Swiss Cryptocurrency Tezos finds itself in legal quagmire

Not only digital currencies are alike. Here is an interesting legal case involving Sweden’s Tezos cryptocurrency project where investors were left with a bad after taste.

According to sources familiar with the matter at hand, Arthur and Kathleen Breitman, the couple behind the embattled cryptocurrency Tezos wants the Tezos Foundation, a Swiss-based firm, to cover their costs for their class-action lawsuits which have accused them of fraud in relation to an online fundraiser it ran.

This essentially means that the participants of the initial coin offering would be footing their legal bills.

Incidentally, the contributors have yet to receive anything, even though the $232 million that the project raised in is controlled by the Tezos Foundation, has so far not agreed to the couples’ request, said the sources.

The foundation was established to develop the project.

Plaintiffs have alleged that the project was in violation of federal securities law and that the fundraiser defrauded participants who were told they were making non-refundable donations to the Swiss foundation.

The three lawsuits are seeking refunds as well as damages.

Although the project is yet ot be launched, contributors are set to receive new Tezos digital coins, called Tezzies, while their contributions which has been in bitcoins, have appreciated significantly.

Both lawsuits name as defendants the project’s young founders, their Delaware-based company, Dynamic Ledger Solutions Inc (DLS), which owns the Tezos source code, as well as the Zug-based Tezos Foundation.

In October, after an investigation by Reuters, it appears that the embattled couple were in bitter dispute with Johann Gevers, the foundation’s president, over control of the project.

As per Georg von Schnurbein, co-author of a book on Swiss foundation governance, there is no reason for the Tezos Foundation to cover the Breitmans’ legal costs.

“In my opinion, there is no reason for that because their activities were connected to their Delaware company, not to the foundation,” said Schnurbein.

The Tezos Foundation’s three board members could potentially be held liable by Swiss regulators if they were to agree “because the lawsuits have nothing to do with the foundation purpose, only with the collection of money prior to that,” said von Schnurbein.

The matter gets further complicated since there is a contractual agreement between DLS and the foundation, signed in June, which governs the sale of DLS and its intellectual property to the foundation, which states that the Swiss federal supervisory authority for foundations must approve the agreement.

The agreement also indicates that the approval must be had before the fundraiser took place.

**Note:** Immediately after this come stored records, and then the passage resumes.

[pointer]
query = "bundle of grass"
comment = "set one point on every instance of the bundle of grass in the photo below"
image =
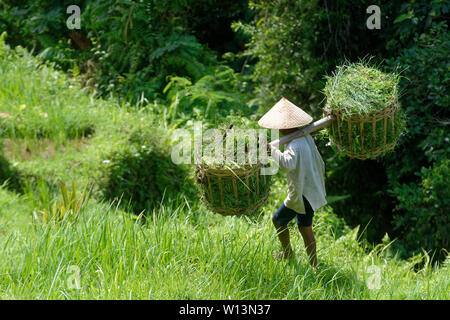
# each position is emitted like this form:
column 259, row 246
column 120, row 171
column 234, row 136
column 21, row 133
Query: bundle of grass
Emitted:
column 368, row 118
column 233, row 188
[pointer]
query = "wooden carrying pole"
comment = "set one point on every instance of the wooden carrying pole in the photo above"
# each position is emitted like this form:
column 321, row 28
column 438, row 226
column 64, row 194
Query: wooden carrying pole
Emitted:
column 319, row 124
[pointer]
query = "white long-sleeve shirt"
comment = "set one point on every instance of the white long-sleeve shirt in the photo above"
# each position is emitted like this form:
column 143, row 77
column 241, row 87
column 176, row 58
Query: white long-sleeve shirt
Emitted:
column 305, row 172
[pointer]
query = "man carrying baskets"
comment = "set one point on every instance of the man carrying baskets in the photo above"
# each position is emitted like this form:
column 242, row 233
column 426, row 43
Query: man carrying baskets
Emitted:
column 305, row 171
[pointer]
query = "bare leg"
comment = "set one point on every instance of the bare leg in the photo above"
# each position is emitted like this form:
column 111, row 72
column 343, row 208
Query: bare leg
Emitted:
column 310, row 244
column 283, row 235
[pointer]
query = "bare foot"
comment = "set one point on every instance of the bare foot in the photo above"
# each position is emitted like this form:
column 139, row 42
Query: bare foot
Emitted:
column 283, row 255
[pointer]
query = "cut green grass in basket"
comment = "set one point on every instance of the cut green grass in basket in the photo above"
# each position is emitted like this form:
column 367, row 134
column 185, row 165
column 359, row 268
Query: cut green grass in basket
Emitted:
column 369, row 118
column 359, row 88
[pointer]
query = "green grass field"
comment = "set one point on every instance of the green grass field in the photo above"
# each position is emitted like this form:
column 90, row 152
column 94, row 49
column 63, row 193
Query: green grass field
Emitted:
column 52, row 130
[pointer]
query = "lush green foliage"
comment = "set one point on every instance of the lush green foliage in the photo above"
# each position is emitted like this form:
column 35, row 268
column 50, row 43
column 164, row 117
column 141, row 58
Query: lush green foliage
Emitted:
column 189, row 252
column 128, row 48
column 422, row 162
column 142, row 175
column 296, row 43
column 37, row 109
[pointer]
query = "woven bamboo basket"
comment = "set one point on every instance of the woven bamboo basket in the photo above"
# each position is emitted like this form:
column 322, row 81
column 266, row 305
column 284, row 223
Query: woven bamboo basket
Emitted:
column 233, row 191
column 366, row 136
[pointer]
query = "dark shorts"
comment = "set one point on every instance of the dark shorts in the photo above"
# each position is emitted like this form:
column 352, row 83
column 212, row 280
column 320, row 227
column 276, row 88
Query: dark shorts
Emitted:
column 283, row 215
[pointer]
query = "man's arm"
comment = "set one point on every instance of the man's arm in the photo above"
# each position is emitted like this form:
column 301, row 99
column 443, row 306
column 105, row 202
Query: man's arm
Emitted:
column 287, row 159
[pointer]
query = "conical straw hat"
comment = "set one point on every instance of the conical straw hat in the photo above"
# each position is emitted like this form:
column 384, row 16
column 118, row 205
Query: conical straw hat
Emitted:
column 284, row 115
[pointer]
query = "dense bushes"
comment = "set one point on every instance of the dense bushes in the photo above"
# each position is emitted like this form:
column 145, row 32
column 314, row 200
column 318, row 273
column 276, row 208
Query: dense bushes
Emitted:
column 129, row 48
column 141, row 174
column 424, row 219
column 419, row 174
column 296, row 43
column 9, row 175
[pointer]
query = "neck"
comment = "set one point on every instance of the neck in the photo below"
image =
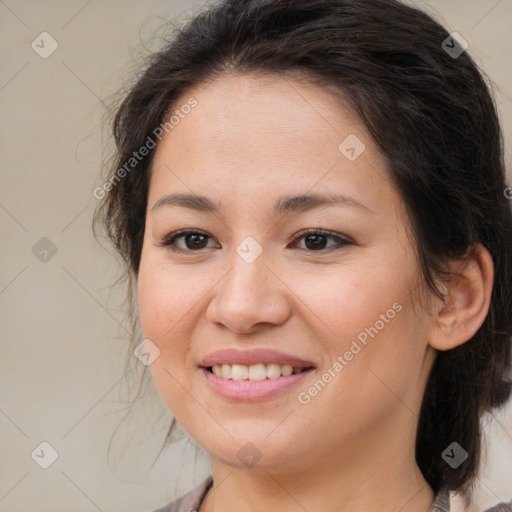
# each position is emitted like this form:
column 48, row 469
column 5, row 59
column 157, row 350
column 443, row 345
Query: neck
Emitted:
column 372, row 477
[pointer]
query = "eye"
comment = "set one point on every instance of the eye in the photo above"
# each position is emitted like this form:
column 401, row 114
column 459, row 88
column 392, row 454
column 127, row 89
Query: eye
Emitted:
column 194, row 240
column 315, row 239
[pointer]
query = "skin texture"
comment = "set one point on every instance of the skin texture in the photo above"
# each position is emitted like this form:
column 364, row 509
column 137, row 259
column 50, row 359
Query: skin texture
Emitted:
column 250, row 140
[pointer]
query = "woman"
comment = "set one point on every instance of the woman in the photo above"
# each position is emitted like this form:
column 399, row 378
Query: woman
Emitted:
column 309, row 196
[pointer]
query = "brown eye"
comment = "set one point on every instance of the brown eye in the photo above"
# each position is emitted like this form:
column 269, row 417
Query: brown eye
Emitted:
column 315, row 240
column 192, row 241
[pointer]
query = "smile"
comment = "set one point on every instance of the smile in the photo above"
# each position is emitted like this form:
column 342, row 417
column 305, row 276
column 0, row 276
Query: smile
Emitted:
column 258, row 371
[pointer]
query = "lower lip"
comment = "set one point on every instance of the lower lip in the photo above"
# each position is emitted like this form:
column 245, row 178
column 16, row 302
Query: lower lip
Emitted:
column 252, row 390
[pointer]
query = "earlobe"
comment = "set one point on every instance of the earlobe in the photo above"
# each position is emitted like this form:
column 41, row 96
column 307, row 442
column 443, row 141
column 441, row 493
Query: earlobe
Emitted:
column 467, row 301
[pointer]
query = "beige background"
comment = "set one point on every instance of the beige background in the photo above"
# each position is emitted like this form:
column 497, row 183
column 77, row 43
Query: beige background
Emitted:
column 63, row 340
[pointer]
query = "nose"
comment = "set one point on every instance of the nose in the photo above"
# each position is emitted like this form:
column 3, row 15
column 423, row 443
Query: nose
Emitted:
column 250, row 297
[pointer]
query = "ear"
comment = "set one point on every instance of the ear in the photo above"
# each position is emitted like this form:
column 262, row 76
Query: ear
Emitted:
column 468, row 296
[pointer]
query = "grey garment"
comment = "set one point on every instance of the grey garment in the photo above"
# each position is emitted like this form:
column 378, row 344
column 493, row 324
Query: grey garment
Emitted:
column 191, row 501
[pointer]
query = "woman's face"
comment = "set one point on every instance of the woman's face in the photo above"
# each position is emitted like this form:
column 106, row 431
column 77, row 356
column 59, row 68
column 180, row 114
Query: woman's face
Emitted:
column 249, row 295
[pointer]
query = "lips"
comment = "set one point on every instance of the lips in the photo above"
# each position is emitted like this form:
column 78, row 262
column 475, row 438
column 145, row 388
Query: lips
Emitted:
column 255, row 374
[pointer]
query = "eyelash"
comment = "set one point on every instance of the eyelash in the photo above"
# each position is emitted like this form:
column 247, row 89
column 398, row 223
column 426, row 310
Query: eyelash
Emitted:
column 169, row 240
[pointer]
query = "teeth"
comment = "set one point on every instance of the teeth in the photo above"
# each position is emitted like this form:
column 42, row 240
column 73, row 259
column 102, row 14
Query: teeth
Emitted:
column 254, row 371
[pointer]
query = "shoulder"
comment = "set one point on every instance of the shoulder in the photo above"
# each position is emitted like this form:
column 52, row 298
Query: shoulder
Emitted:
column 189, row 502
column 441, row 502
column 501, row 507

However, spokesman for the Swiss federal supervisory authority stated, “It is not the Foundation Authority’s task nor its responsibility to approve private law agreements.”

Further, the contract agreement also stated that a portion of the Tezos software code would be put in the public domain prior to the fundraiser.

The Tezos foundation said, it has a license to release the code and will do so “at an appropriate time before the launch of the main network.”

Significantly, documents provided to participants in the fundraiser did not mention the required approval by the Swiss authority or the timing of the source code’s release.

As per Stephen Palley, an attorney with Washington-based Anderson Kill, who focuses on software development, said if plaintiffs’ lawyers were to show that contributors to the Tezos fundraiser were purchasing securities, and not making donations, it is likely to help their case.

As per the agreement, the contributions were required to launch the Tezos network.

“This weakens the argument that tokens were a discretionary gift, akin to a tote bag given to people who donate to a public radio fundraising drive,” said Palley.